Printing and packaging of consumer size containers of butter shall be conducted under sanitary conditions. Separate rooms equipped with automatic filling and packaging equipment should be provided. The outside cartons should be removed from bulk butter in a room outside of the printing operation but the parchment removal and cutting of the butter may be done in the print room.

§58.341   Repackaging.

When officially graded or inspected bulk product is to be repackaged into consumer type packages for official grade labeling or other official identification, a supervisor of packaging shall be required and the plant, equipment, facilities and personnel shall meet the same specifications as outlined in this part, including such markings or identification as may be required.

§58.342   General identification.

Commercial bulk shipping containers shall be legibly marked with the name of the product, net weight, name and address of manufacturer, processor or distributor or other assigned plant identification (manufacturer's lot number, churn number, etc.) and any other identification that may be required. Packages of plastic or frozen cream shall be marked with the percent of milkfat.

§58.343   Storage of finished product in coolers.

All products shall be kept under refrigeration at temperatures of 40 °F. or lower after packaging and until ready for distribution or shipment. The products shall not be placed directly on floors or exposed to foreign odors or conditions such as drippage due to condensation which might cause package or product damage.

§58.344   Storage of finished product in freezer.
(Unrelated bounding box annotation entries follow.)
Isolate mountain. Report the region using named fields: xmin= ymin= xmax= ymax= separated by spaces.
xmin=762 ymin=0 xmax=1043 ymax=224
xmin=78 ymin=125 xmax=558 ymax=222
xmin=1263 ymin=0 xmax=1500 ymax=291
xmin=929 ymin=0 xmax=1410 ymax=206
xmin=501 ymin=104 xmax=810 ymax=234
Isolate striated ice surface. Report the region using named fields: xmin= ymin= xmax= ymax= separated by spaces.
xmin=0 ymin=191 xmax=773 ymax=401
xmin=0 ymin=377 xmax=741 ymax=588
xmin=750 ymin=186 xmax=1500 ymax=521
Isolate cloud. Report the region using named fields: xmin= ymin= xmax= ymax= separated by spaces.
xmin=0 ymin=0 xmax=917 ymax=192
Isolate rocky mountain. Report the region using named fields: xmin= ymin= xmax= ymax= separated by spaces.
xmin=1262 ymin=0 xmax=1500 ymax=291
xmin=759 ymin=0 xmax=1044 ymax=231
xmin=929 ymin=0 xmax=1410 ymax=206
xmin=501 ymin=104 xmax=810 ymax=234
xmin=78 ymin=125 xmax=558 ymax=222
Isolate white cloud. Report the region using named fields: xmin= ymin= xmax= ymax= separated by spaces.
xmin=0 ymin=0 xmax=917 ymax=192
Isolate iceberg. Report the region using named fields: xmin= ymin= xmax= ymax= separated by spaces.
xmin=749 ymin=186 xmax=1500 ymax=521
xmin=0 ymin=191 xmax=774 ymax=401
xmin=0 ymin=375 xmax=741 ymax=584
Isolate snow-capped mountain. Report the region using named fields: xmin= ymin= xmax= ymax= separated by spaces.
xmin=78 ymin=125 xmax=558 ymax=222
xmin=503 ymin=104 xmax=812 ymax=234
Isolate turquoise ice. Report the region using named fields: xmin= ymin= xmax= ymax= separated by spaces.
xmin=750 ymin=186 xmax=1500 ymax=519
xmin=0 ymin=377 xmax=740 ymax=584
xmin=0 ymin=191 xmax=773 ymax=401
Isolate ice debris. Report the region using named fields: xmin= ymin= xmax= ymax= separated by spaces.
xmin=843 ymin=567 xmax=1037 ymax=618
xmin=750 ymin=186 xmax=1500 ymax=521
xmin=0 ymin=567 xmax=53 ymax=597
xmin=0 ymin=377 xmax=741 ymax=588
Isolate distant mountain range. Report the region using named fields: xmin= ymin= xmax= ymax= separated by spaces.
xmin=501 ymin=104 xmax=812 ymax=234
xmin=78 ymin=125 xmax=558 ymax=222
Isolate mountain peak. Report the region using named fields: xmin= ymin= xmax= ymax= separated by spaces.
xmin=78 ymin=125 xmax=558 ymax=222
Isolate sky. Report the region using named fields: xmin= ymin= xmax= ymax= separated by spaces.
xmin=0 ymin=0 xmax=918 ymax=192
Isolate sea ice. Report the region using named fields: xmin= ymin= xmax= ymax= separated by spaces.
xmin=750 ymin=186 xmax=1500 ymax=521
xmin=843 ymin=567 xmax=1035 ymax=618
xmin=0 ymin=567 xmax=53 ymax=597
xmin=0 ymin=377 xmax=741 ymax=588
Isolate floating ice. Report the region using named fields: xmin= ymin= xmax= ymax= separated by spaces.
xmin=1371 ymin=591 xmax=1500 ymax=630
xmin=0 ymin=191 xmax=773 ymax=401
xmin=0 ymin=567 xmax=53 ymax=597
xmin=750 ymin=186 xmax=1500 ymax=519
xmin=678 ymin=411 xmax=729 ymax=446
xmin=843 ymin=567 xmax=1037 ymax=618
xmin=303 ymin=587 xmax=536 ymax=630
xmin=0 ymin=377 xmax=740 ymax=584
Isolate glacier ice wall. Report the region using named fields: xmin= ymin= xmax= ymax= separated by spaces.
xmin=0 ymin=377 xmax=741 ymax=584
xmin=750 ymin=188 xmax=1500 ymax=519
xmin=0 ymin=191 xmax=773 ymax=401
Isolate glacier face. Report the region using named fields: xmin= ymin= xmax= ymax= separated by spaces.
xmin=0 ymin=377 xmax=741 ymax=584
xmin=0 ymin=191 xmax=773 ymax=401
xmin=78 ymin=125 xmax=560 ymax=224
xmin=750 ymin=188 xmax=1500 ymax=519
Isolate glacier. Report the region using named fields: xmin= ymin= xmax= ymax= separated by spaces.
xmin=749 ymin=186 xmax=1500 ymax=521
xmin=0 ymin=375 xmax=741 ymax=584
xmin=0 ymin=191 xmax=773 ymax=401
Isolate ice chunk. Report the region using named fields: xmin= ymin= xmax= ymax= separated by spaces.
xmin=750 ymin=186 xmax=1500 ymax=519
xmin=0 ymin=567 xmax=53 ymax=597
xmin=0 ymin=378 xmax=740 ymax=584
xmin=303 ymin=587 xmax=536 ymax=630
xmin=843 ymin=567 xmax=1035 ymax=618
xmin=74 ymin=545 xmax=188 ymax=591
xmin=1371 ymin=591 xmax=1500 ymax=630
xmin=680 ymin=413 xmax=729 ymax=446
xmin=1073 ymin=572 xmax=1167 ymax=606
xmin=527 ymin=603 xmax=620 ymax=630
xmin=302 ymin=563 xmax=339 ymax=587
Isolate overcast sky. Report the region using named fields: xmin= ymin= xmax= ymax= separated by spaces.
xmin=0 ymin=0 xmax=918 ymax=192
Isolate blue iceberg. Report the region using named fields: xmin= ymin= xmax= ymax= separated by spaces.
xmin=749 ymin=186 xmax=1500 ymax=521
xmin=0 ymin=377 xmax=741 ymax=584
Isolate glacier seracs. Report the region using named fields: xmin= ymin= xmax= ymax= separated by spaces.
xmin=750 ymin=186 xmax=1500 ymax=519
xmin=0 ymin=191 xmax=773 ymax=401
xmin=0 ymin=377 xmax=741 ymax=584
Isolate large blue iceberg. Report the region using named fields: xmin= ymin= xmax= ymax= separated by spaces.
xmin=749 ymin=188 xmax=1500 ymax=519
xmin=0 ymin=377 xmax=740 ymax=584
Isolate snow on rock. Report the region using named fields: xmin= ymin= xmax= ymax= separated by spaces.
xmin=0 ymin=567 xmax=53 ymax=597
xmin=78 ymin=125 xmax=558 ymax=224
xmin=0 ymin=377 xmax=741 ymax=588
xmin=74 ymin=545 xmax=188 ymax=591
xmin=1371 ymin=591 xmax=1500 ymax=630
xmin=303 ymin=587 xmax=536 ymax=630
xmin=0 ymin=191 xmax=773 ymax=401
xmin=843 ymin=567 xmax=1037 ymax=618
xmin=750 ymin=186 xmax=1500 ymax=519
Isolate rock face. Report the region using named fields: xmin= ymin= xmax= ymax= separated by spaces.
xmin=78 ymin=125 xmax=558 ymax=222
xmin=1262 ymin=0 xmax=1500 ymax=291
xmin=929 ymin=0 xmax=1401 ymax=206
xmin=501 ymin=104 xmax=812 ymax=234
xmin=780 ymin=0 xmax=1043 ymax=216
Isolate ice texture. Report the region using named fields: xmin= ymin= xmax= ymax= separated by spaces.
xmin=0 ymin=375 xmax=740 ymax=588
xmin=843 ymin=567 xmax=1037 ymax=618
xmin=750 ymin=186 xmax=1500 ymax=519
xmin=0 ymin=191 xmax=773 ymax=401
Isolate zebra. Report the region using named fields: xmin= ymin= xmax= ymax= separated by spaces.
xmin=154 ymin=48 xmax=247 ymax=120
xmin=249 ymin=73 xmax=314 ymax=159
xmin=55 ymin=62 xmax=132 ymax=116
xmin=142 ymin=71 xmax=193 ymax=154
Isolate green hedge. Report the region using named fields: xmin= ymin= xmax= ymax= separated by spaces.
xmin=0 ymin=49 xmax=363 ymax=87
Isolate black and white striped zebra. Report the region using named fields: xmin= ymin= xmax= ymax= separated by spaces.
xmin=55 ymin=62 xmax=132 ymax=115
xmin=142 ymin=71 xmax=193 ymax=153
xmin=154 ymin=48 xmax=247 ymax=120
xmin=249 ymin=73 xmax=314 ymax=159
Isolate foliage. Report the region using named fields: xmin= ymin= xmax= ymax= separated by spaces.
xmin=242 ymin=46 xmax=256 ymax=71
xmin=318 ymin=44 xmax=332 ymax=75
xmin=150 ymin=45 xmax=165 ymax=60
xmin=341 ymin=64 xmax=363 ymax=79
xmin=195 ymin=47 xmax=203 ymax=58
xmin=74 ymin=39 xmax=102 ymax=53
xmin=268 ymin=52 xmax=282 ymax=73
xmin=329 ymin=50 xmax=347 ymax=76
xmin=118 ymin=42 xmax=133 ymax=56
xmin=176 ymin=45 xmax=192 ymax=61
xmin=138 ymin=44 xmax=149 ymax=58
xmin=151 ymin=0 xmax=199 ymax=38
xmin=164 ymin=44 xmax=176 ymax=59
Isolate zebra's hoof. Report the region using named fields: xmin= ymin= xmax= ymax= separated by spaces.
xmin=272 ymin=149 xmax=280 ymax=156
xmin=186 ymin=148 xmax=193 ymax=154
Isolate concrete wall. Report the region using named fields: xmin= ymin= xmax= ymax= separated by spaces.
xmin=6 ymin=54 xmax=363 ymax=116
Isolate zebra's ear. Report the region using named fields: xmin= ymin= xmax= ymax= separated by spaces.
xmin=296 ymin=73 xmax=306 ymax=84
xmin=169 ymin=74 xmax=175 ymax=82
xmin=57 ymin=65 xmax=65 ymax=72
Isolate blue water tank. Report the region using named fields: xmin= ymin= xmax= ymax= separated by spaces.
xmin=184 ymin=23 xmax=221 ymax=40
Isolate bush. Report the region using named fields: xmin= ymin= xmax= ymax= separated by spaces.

(a) Sharp freezers. Plastic cream or frozen cream intended for storage shall be placed in quick freezer rooms immediately after packaging, for rapid and complete freezing within 24 hours. The packages shall be piled or spaced in such a manner that air can freely circulate between and around the packages. The rooms shall be maintained at −10 °F. or lower and shall be equipped to provide sufficient high velocity, air circulation for rapid freezing. After the products have been completely frozen, they may be transferred to a freezer storage room for continued storage.

(b) Freezer storage. The room shall be maintained at a temperature of 0 °F. or lower. Adequate air circulation is desirable.

Butter intended to be held more than 30 days shall be placed in a freezer room as soon as possible after packaging. If not frozen before being placed in the freezer, the packages shall be spaced in such a manner as to permit rapid freezing and repiled, if necessary, at a later time.